Facebook Inc. is under investigation by a U.S. privacy watchdog over the use of personal data of 50 million users by a data analytics firm to help elect President Donald Trump.
The U.S. Federal Trade Commission is probing whether Facebook violated terms of a 2011 consent decree following the revelations that user data had been transferred to Cambridge Analytica without their knowledge, according to a person familiar with the matter.
Under the 2011 settlement, Facebook agreed to get user consent for certain changes to privacy settings as part of a settlement of federal charges that it deceived consumers and forced them to share more personal information than they intended. That complaint arose after the company changed some user settings without notifying its customers, according to an FTC statement at the time.
Spokesmen for Facebook and the FTC didn’t immediately respond to requests for comment.
If the FTC finds Facebook violated terms of the consent decree, it has the power to fine the company thousands of dollars a day per violation.
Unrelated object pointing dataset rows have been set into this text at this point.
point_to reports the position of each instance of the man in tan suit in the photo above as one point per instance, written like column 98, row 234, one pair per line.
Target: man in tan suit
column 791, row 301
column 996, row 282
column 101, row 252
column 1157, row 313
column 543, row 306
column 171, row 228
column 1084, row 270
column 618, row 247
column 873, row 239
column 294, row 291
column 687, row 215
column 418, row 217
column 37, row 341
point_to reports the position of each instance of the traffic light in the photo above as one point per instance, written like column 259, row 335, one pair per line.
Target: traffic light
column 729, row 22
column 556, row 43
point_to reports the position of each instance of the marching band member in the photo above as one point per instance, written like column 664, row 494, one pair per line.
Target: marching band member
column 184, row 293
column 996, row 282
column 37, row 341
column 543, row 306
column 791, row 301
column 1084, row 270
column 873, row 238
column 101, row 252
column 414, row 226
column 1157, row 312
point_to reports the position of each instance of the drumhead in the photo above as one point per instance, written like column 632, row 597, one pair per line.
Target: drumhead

Facebook declined in New York trading, falling 3.2 percent to $167 as of 9:31 a.m. in New York. That follows a drop of 6.8 percent Monday.
The Facebook revelations have also prompted bipartisan, transatlantic concern. The U.S. Senate Commerce Committee announced Monday evening it would like a briefing on “the use and sharing of individual Facebook user data.” The chairman of a UK parliamentary committee announced Tuesday he was requesting that Facebook Chief Executive Officer Mark Zuckerberg, who has remained silent for days, appear before the panel to supplement prior testimony by the company’s executives.
Republican lawmakers, who normally resist regulation of private business, started coming down on the company as early as Sunday, with Senator Jeff Flake of Arizona calling the privacy violations “significant” and Senator Marco Rubio of Florida saying he was “disturbed” by many things about the company.